Senior Design: February 2013

Thursday, February 28, 2013

Unity + Derp = Derpity

I was on schedule to run the whole pipeline once without any algorithm changes, and then I realized I have no idea how to use unity (haha). I finished generating the data file from the SPR portion of the pipeline when I was sleeping last night, and this morning I woke up ready to stuff it into unity.

Behold, I open up the project file, and I have no idea what any of the panels do. So I watched a bunch of tutorials. (like this one: http://www.youtube.com/watch?feature=player_embedded&v=hbjB80-Mc7E ).

Very helpful. Now I am reading the code, and trying to figure out how to specify which sound to propagate. Maybe pengfei will be in the lab tomorrow (thursday), he was busy today >x< ...

The code currently is weird in "initmap" of soundpropogator. I have a vague idea that somewhere i should be replacing the dataset, but I haven't yet found where that lives yet.

I think the code is fine in the init steps however. The reciever is outputting a signal. (I can't tell which signal but there is definatly a signal).

I'll take another look tomorrow.

Tuesday, February 26, 2013

Error using ==> spectrogram

I was getting this error for the longest time... It turns out its not the matlab code's fault. It's my test file's fault. The sound files need to be in mono instead of stereo. haha

here are some results. They look better than the last set of data i was using C:
now i need to do the hand-editing part where i stick all these files through photoshop.

A comparison. on old data and new data

above: new 'b'
below: old 'b'

====================================================================

above: 'a' sound. a vowel
below: 'p' sound. a consonant

above: 's' sound. A consonant, fricative, voiceless.
below: "ou" sound as in out. A dipthong

Monday, February 25, 2013

Met with pengfei today

Pengfei showed me the whole pipeline today. And was very helpful with the few questions I have.
I realized I actually understood the pipeline wrong.

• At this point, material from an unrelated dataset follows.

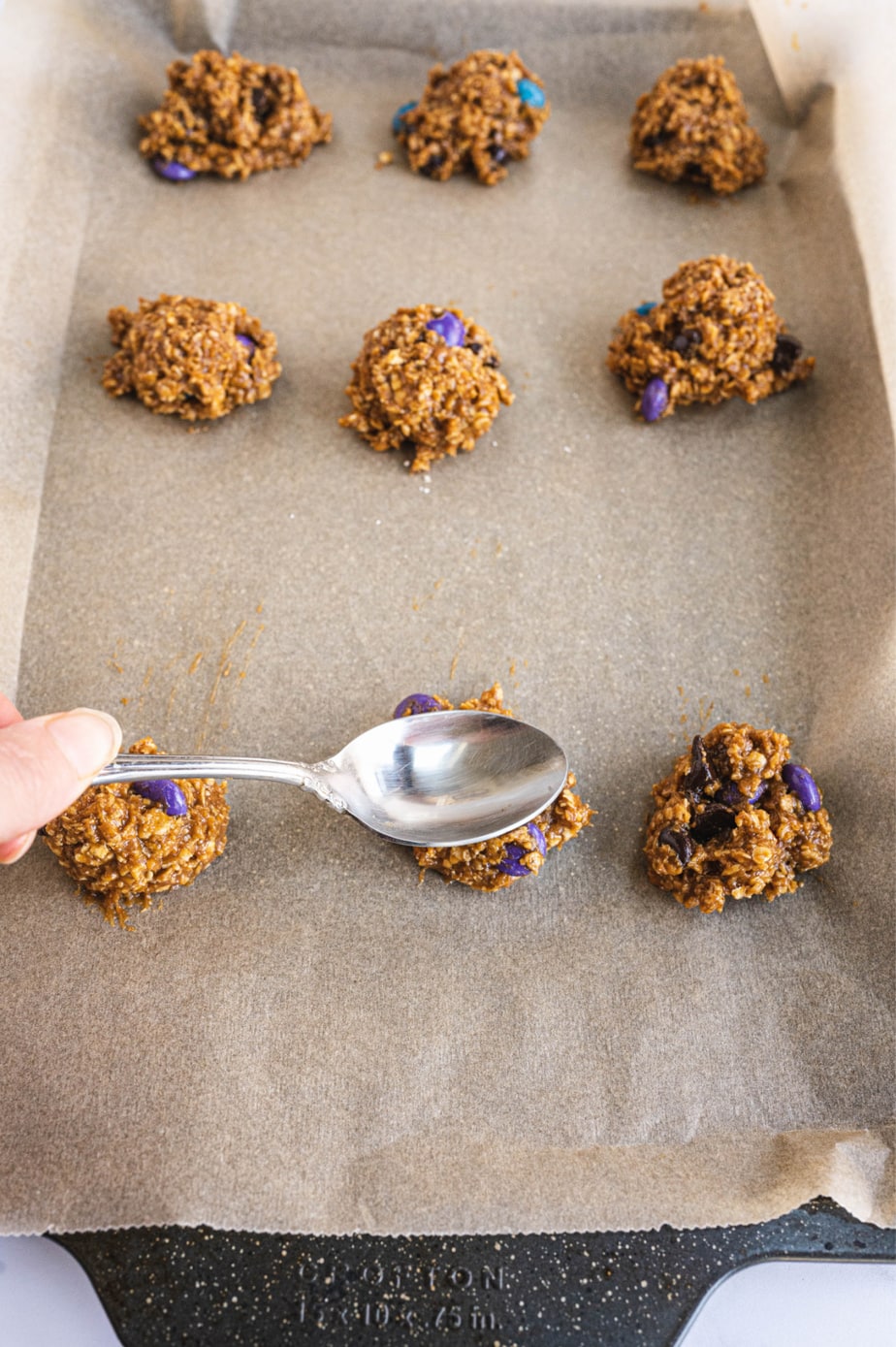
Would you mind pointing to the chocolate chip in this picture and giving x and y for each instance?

TODO for alpha: run through the whole pipeline once with my data. I hope I can hit this pipeline.

1) generate images for sound extraction (done)
2) hand edit images (current)
3) run images through comparison code
4) propogate
5) compare

Sound sources using now:
http://www.teachingenglish.org.uk/activities/phonemic-chart
http://manual.audacityteam.org/man/Tutorial_-_Recording_audio_playing_on_the_computer

I really liked the sound sources from the first link. So using the tutorial on recording within the computer, I am creating a new library of play-able sound.

Friday, February 22, 2013

sound files + bleh consonants

Made a matrix, downloaded some sound files (sources below). Pengfei's matlab code now saves graphs automatically because I got too lazy to save them by hand C: (tehe I love matlab)

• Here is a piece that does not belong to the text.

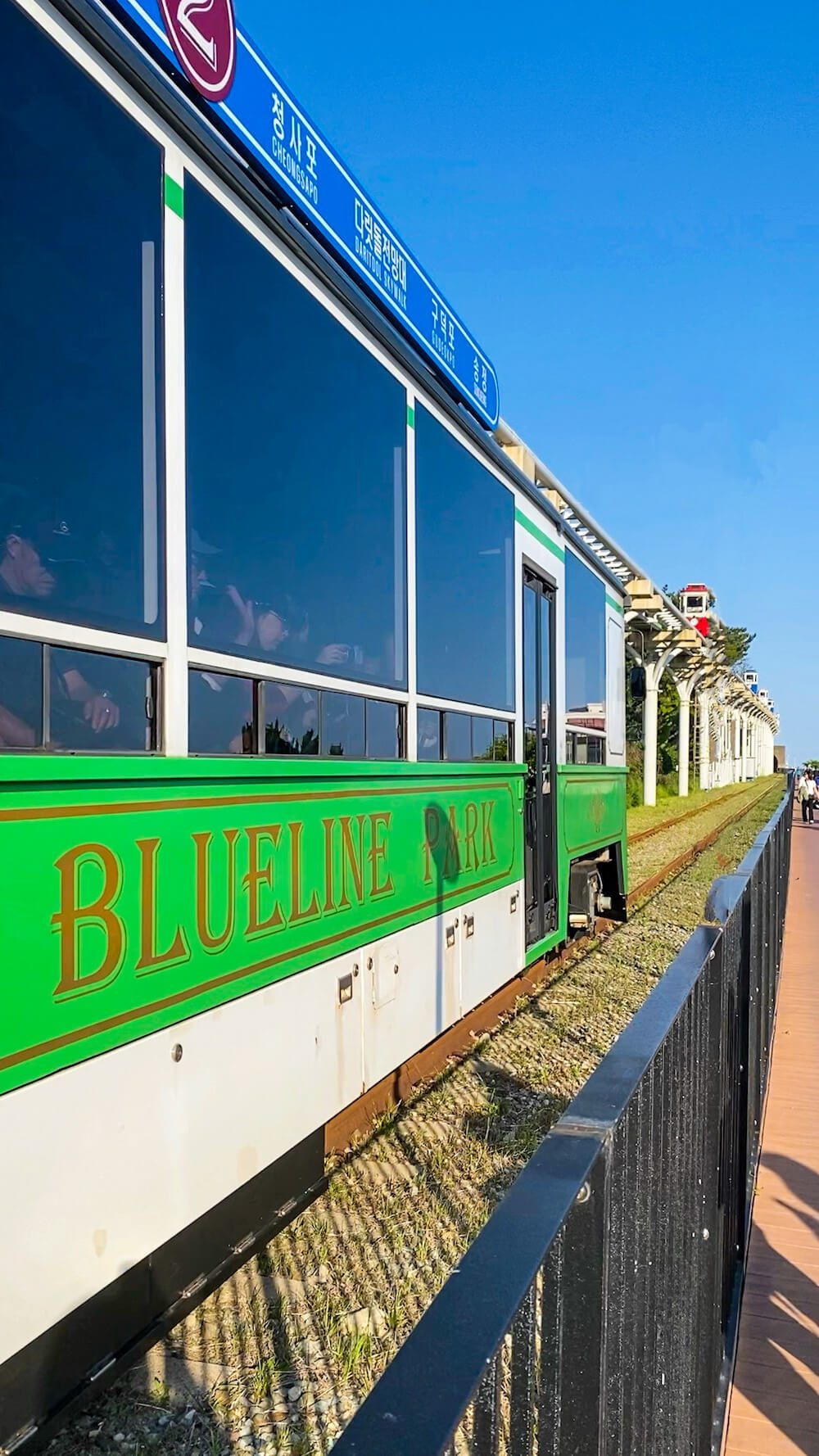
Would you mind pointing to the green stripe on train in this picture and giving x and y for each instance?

http://beta.freesound.org/people/janmario/downloaded_packs/
http://www.phonetics.ucla.edu/course/chapter1/chapter1.html

I think I need to record my own sound files. These sound files I downloaded have too much vowels in them. The image below is the 'p' sound (as in "lip"). The sound file I downloaded from online is really "pa". This makes sense because a consonant is a-periodic, and thus you can't really pronounce the consonant without the vowel. What this means in terms of the graph below, is that the "p" sound is really the vertical blue lines at the beginning and the "a" is the red part. I don't think pengfei's code (as of right now) can deal with the level of detail consonants need to be evaluated at.

At some point, (after figuring out the consonants), we need to catagorize different consonants so we can create a HCA tree.

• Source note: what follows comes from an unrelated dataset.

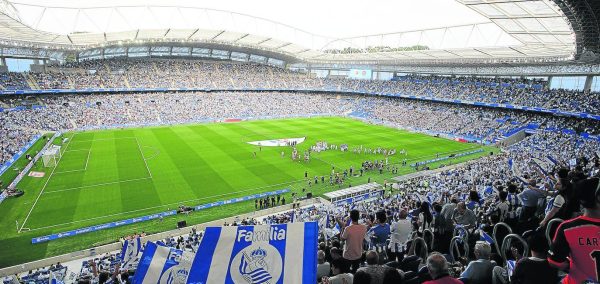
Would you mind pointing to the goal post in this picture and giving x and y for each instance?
(51, 156)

And because these images are so pretty C:

Above: the vowel in "hot"
Below: the 'm' in "am"

And again, the "hot" sound is fine because it is a vowel. the "m" sound is really "ma" and you can see what we need to take out is just the blue stripe in the beginning. The rest of the data is really an unnecessary "a" sound.

Actually looking at all these graphs. It reminds me of this art project one of my teachers showed me. Spoken word is actually really werid and chaotic. Breaking speech down into phoneme works to a certain extent, but it is actually a pretty bad way of reproducing speech. The artist in the video recorded himself speaking all the different phonemes, and tried to speak with by pasting the phonemes together. (You can clearely see that it doesn't work well).

Sunday, February 17, 2013

Confusion matrix

http://pubman.mpdl.mpg.de/pubman/item/escidoc:67125:6/component/escidoc:67126/Consonant+And+Vowel+Confusion+Patterns+By.pdf

http://pubman.mpdl.mpg.de/pubman/item/escidoc:60592:2/component/escidoc:60593/Cutler_2004_patterns.pdf

http://people.cs.uchicago.edu/~dinoj/research/confmat.html

The one problem that I have with consonants isthat any place I download them, they are flanked by a vowel of some sort (because consonants are more easily recognized when they have vowels attached). But I'm pretty sure for this program, we want the whole thing in terms of just by its self. Maybe I should just record them... ah ha

Friday, February 15, 2013

Meeting notes 2/15/2013

keep on revising the document through the project's duration.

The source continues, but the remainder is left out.